My heat bed is a sandwich with Josef Prusa’s PCB heat bed on the bottom and a 4 mm glass plate covered in kapton on the top. My thermistor for sensing the temperature of the heat bed is taped to the bottom side of the PCB. As shown by the image below, the glass plate does a good job of evening out the heat from the PCB.
However, I was surprised to see how much the temperature of the kapton-covered glass surface lacks behind the temperature on the bottom side of the PCB (which, incidentally, is where my thermistor is placed). On the image above, the top is 85.8 C while the heat reflection by the bottom alu plate reads 92.8 C – nearly the same temperature sensed by my thermistor at that time. The top glass surface catches up to the bottom temperure eventually, but it takes as long as 5 minutes for it to become stable. This explains why some of my prints have had a hard time sticking to the heated build plate – it simply wasn’t warm enough, when I started the print.

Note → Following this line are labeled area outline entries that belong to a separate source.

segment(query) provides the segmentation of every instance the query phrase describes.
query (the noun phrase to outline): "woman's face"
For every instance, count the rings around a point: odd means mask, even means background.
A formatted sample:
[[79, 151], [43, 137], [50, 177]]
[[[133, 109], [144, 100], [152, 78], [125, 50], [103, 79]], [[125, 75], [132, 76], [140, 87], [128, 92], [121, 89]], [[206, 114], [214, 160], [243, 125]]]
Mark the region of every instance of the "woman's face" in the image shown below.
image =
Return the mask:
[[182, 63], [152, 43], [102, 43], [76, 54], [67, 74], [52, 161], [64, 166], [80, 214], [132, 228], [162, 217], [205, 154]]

The image above is of my extruders hot end, a 0.5 mm J-head MkII (or should that be 0.4572 mm?). Again, I was quite surprised by the thermal imaging – the heater resistor goes as high as 302.3 C when heating the nozzle to 200 C! That’s quite a lot more than I would have expected – good thing I’ve used cement that can withstand 1100 C for gluing in the thermistor and resistor.
Finally, the image above is of my RAMPS 1.4, which has small EnzoTech MOS-C1 heatsinks mounted on all the Allegro A4988 stepper drivers. Notice how cool the heatsinks are – and notice how hot the PCB gets. Good thing those heatsinks were cheap…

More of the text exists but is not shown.